Haru in Japan is all about flowers and while the plum trees may have once been the bloom du jour, and the chrysanthemum remains the symbol of the Imperial Family, for contemporary flora aficionados the time of the Sakura is in ascent. This is a period when the land seems to rejoice, casting aside the monotone shades of winter, serene as they may be, for the cherry blossoms bright and cheerful pinks. First appearing in tropical Okinawa and spreading north like a wave across mainland Japan, these blush-hued flowers symbolise both the changing seasons and the transient beauty of life and the natural world.
Japan has a springtime tradition call hanami ( which translates to “flower viewing”) where families, friends, travellers and colleagues gather beneath the cherry blossoms to take in the view, accompanied by celebratory food, drink and music. A staple of any social calendar, it shows just how transfixed the country is by the graceful progression of the cherry blossom front – monitored with great enthusiasm by the Japanese Meteorological Agency – and how nature in this country is rightly idolised.
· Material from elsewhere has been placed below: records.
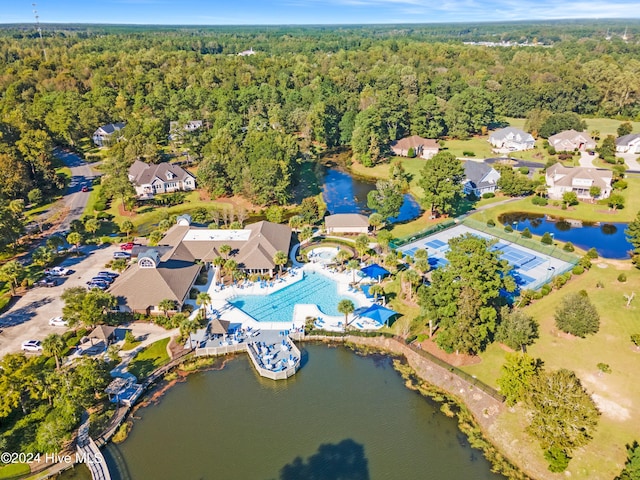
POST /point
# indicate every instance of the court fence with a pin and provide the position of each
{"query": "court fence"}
(517, 239)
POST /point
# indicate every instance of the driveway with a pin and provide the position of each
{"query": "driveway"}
(586, 160)
(631, 160)
(75, 200)
(28, 318)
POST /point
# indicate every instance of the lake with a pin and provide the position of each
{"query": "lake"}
(345, 194)
(608, 239)
(341, 416)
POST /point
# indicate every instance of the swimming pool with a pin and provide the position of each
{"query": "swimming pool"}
(314, 288)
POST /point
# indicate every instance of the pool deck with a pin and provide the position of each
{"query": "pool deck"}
(221, 306)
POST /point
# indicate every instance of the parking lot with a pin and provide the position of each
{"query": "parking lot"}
(28, 318)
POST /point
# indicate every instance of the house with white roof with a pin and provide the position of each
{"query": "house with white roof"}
(479, 178)
(165, 177)
(561, 179)
(628, 143)
(512, 139)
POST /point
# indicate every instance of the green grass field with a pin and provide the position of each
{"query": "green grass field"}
(152, 357)
(616, 393)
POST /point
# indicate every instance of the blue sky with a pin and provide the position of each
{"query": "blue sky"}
(255, 12)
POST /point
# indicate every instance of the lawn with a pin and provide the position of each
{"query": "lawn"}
(152, 357)
(583, 211)
(617, 393)
(146, 217)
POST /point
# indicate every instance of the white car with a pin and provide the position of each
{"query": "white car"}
(58, 322)
(32, 346)
(57, 271)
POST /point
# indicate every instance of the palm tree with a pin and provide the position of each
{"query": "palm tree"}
(362, 244)
(218, 262)
(342, 256)
(167, 304)
(225, 250)
(280, 259)
(376, 290)
(346, 306)
(203, 299)
(353, 265)
(229, 267)
(53, 346)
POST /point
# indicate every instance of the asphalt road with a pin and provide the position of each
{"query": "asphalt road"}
(75, 200)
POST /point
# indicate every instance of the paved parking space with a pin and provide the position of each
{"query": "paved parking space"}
(29, 318)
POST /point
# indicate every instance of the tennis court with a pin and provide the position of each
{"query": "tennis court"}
(539, 268)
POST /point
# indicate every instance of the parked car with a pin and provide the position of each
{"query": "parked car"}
(58, 322)
(58, 271)
(32, 346)
(46, 282)
(104, 273)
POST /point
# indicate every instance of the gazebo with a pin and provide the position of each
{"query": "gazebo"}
(374, 271)
(377, 313)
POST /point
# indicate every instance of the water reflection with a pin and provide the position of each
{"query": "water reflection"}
(344, 194)
(608, 239)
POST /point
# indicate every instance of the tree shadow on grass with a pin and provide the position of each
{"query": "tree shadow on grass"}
(342, 461)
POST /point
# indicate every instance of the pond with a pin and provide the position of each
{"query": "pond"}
(341, 416)
(608, 239)
(345, 194)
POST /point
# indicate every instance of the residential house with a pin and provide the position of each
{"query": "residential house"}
(570, 140)
(561, 179)
(422, 147)
(175, 132)
(512, 139)
(102, 136)
(169, 270)
(480, 178)
(150, 179)
(628, 143)
(346, 223)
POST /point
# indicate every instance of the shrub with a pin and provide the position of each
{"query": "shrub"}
(620, 185)
(547, 239)
(541, 201)
(577, 315)
(578, 270)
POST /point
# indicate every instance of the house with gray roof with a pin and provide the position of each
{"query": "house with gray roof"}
(512, 139)
(165, 177)
(561, 179)
(571, 140)
(628, 143)
(103, 135)
(479, 178)
(422, 147)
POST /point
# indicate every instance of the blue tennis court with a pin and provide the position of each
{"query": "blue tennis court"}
(435, 244)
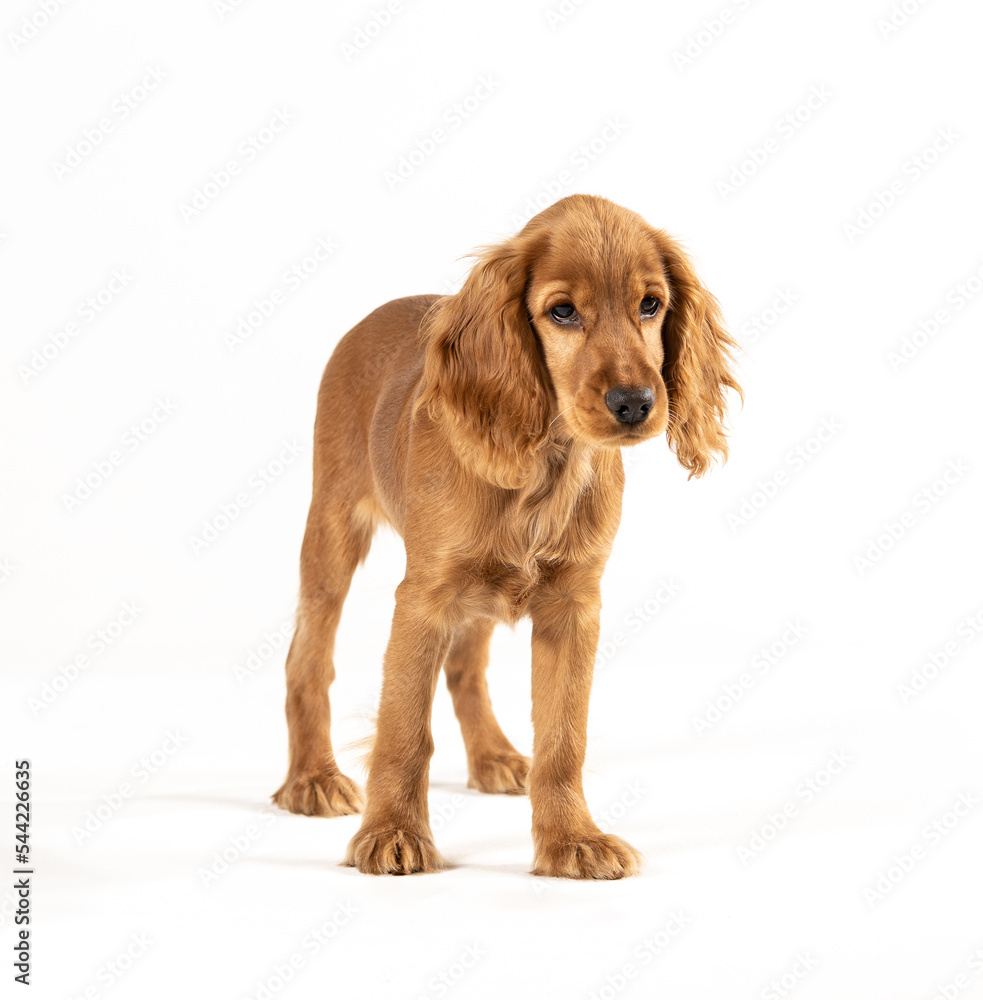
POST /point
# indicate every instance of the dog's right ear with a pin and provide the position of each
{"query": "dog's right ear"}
(483, 375)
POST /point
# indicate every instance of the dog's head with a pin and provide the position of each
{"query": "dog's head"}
(590, 325)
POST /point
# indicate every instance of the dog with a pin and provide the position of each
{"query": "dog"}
(486, 427)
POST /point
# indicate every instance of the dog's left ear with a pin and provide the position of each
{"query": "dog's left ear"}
(696, 366)
(483, 374)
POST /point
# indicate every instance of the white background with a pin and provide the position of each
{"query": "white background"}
(806, 906)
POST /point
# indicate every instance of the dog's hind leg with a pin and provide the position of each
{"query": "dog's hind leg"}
(337, 539)
(494, 765)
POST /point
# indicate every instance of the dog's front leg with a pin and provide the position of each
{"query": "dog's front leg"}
(395, 837)
(567, 841)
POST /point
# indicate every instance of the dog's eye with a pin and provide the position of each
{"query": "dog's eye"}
(563, 313)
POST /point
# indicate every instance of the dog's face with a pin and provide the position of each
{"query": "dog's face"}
(589, 325)
(598, 314)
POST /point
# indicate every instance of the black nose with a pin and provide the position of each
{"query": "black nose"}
(630, 406)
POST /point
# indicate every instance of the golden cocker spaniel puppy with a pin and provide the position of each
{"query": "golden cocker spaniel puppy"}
(486, 427)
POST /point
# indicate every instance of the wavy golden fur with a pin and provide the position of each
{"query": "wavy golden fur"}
(486, 427)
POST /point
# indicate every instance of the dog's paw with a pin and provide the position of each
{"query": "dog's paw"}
(393, 852)
(593, 855)
(320, 795)
(506, 773)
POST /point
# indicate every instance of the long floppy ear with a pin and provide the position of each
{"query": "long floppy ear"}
(696, 366)
(483, 375)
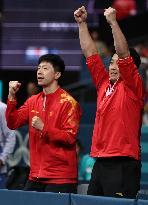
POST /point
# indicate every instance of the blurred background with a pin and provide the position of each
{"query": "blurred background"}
(31, 28)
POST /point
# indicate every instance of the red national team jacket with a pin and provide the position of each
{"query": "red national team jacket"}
(52, 151)
(118, 116)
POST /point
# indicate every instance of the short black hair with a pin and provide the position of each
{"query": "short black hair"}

After blossoming for a mere two weeks their petals begin to fall, blanketing the ground and waterways beneath them. But even this fleeting blooming period is not without meaning, reminding us that every beginning has an inevitable end. Sakura’s give the sensation of dreaming, of being hopeful and enthusiastic. They represent spring and renewal, the chance of being again, and forget the failures of the past. But they’re also a symbol of humanity. With their ephemeral flowering, the blossoms serve as a reminder of mortality and knowledge that while life may be momentary it should be lived to the fullest, just as the sakura blooms.